Antiretroviral therapy (ART; see Fact Sheet 403) can reduce the risk of serious illness, death or transmission of HIV. ART is now recommended for all people living with HIV (PLHIV) in a strategy called “treatment as prevention” (TasP).

Yet, only half of people living with HIV (PLHIV) around the world are aware of their status. Among those who know their HIV status, many do not receive ART in a timely manner, fail to stay engaged in care, or do not achieve sustained viral suppression.

The HIV care continuum is a way of describing the steps in the care and treatment of PLHIV, which include:
• Diagnosis (HIV testing; Fact Sheet 102)
• Getting into medical care
• Staying in medical care
• Prescription of ART
• Achieving viral suppression (undetectable viral load; see Fact Sheet 125)

The care continuum can help communities and health programs understand how well PLHIV receive care and treatment, improve health and prevent new infections.


The International Association of Providers of AIDS Care (IAPAC), through a multidisciplinary panel of international advisors, developed the first comprehensive, evidence-based guidelines for optimizing the HIV care continuum, with an aim to increase HIV testing coverage, linkage to care, treatment coverage, engagement and retention in care, and viral suppression for adults and adolescents (see Fact Sheet 110).

The panel reviewed the scientific literature on the HIV care continuum and made recommendations for interventions on:

Optimizing the HIV care environment (Fact Sheet 111)

Increasing HIV testing coverage and linkage to care (Fact Sheet 112)

Increasing HIV treatment coverage (Fact Sheet 113)

Increasing retention in care, ART adherence, and viral suppression (Fact Sheet 114)

Adolescents (Fact Sheet 115)

Metrics for and monitoring of the HIV care continuum (Fact Sheet 116)

The recommendations are graded by strength and quality of the body of evidence as follows: Strong (A); Moderate (B); Optional (C); Excellent (I); High (II); Medium (III); Low (IV).



1. Routinely offering opt-out HIV testing to all individuals who present at health facilities is recommended. (A I)

2. Community-based HIV testing is recommended to reach those who are less likely to attend facility-based HIV testing. (A I)

3. Confidential, voluntary HIV testing in large workplace and institutional settings (military, police, mining/trucking companies, and educational venues) should be considered. (B III)
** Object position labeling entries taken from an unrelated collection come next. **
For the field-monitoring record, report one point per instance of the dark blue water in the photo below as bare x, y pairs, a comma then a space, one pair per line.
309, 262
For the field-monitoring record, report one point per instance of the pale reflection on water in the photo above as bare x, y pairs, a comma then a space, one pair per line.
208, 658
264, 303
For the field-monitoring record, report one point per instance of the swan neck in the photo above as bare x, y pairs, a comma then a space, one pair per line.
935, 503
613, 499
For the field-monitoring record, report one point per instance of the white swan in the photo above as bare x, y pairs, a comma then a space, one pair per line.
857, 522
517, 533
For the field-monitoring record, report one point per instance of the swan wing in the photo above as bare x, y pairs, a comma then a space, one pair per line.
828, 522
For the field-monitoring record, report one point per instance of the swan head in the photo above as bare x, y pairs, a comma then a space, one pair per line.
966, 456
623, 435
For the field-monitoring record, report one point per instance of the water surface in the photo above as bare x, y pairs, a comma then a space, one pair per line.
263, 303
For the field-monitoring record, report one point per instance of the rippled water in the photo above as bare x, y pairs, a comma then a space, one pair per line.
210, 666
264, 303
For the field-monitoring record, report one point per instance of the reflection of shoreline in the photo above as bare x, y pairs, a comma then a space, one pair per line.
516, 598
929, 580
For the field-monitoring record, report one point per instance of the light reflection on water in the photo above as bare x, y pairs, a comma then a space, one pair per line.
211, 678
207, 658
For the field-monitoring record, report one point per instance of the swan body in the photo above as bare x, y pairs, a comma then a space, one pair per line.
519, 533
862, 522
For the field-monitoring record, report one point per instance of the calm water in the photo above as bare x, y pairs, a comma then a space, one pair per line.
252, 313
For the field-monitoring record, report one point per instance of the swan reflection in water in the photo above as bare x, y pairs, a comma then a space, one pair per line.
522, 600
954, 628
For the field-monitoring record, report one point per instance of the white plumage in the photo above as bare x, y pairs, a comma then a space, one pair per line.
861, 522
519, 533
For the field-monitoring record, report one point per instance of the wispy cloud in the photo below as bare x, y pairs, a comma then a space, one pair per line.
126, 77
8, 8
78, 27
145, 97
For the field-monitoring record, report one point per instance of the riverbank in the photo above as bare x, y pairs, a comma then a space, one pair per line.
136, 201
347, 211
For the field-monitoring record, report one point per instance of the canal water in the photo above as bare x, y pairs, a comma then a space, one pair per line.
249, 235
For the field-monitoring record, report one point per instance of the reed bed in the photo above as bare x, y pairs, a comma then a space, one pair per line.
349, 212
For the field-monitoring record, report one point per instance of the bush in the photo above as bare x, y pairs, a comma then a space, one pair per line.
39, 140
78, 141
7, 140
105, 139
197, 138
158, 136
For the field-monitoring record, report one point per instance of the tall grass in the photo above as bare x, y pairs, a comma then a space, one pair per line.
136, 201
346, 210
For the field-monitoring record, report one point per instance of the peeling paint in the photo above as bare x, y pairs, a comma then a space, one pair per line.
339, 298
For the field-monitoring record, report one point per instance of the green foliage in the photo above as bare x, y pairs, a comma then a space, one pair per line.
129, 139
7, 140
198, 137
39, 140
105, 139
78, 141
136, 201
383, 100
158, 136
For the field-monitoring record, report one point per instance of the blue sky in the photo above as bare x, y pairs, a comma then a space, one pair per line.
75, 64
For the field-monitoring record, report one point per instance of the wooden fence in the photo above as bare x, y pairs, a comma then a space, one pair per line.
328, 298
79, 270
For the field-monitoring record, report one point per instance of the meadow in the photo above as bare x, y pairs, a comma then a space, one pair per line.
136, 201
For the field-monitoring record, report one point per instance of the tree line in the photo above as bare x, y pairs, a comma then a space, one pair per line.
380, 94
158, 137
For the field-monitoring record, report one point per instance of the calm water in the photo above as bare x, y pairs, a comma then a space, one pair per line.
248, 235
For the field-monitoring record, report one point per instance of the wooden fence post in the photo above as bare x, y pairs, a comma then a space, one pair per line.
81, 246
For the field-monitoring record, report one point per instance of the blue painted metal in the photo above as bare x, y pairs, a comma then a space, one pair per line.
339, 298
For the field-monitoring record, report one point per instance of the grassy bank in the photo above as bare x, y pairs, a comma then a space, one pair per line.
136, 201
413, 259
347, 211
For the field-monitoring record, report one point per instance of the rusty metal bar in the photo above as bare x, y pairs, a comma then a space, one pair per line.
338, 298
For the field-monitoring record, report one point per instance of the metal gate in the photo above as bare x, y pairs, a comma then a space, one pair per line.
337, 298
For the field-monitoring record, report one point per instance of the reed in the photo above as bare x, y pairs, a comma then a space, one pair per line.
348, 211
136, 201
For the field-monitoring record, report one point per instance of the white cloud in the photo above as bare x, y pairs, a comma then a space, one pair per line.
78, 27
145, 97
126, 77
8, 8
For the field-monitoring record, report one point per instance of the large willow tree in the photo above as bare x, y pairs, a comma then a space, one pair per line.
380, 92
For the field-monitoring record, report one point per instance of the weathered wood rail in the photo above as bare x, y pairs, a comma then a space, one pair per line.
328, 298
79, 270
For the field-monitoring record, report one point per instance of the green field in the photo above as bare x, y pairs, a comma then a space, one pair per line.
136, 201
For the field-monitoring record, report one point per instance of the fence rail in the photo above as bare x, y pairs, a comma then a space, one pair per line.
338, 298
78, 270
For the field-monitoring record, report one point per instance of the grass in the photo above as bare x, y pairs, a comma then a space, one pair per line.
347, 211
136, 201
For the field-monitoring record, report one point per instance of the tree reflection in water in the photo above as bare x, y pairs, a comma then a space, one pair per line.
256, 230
4. HIV self-testing is recommended with the provision of guidance about the proper method for administering the test and direction on what to do once the results have been obtained. (B II)

5. Use of epidemiological data and network analyses to identify individuals at risk of HIV infection for HIV testing is recommended. (B II)

6. The offer of HIV testing to partners of newly diagnosed individuals is recommended. (A I)

7. Immediate referral to HIV care is recommended following an HIV-positive diagnosis to improve linkage to ART. (A I)

8. For high-risk individuals who test HIV-negative, offering pre-exposure prophylaxis (PrEP) (Fact Sheet 160) is recommended in addition to the provision of free condoms, education about risk reduction strategies, post-exposure prophylaxis (PEP) (Fact Sheet 156), and voluntary medical male circumcision. (A I)

9. Use of case managers and patient navigators to increase linkage to care is recommended. (B II)



The HIV care continuum describes how many people living with HIV know their status, engage in medical care, receive ART and achieve undetectable HIV viral loads.

The IAPAC guidelines are evidence-based recommendations to improve the care environment for PLHIV.  The guidelines  recommend routine opt-out HIV testing at health care facilities, the guidelines also recommend PrEP and PEP as part of comprehensive HIV prevention for those who test HIV-negative.